In the actual production life, various monitoring projects exist, some monitoring projects only need to collect time series data of a first variable, such as monitoring the body temperature of a fever patient, monitoring the concentration of PM2.5 in the air and monitoring a vibration signal of mechanical equipment, at the moment, the monitoring projects are used as single index monitoring projects, a sensor only needs to collect the time series data of a single index, some monitoring projects need to detect a plurality of variables, such as comprehensively monitoring the body health of blood pressure, blood sugar and blood fat and comprehensively monitoring the weather of temperature, humidity and air pressure, at the moment, the monitoring projects are multi-index monitoring projects, and the sensor needs to collect multi-index time;
for the acquisition of time sequence data, various classification modes can be adopted for classification, such as k-nearest neighbor classification, artificial neural network classification, Bayesian classification and the like, and human body temperature is taken as an example, and the time sequence data can be classified into low body temperature, normal fever, low fever and high fever according to the body temperature.
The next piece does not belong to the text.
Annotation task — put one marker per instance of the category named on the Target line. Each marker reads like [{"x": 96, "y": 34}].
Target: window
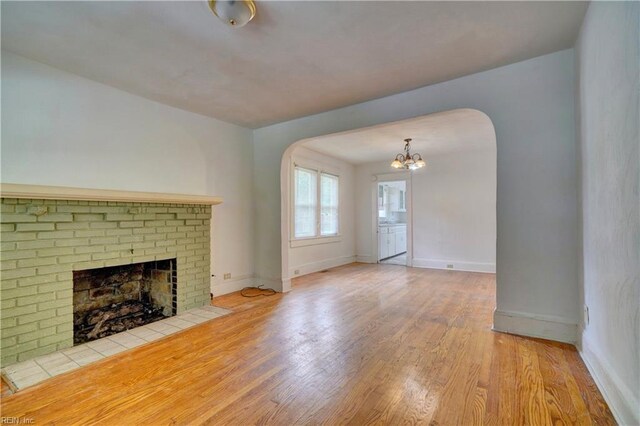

And acquiring the required data based on the classification result so as to finish data mining, and further monitoring and early warning the corresponding monitoring items according to the data classification mining result.
In the embodiment, the whole process from time sequence data acquisition to classification mining is realized no matter a single index monitoring project or a multi-index monitoring project, and effective monitoring on the monitoring project is realized.
Preferably, the monitoring data mining subsystem 3 includes a data dividing module, a data measuring module and a data classifying module, the data dividing module divides the time series data into single-index time series data and multi-index time series data, the data measuring module is used for performing similarity measurement on the single-index time series data and the multi-index time series data, and the data classifying module performs classified mining on the single-index time series data and the multi-index time series data based on a result of the similarity measurement.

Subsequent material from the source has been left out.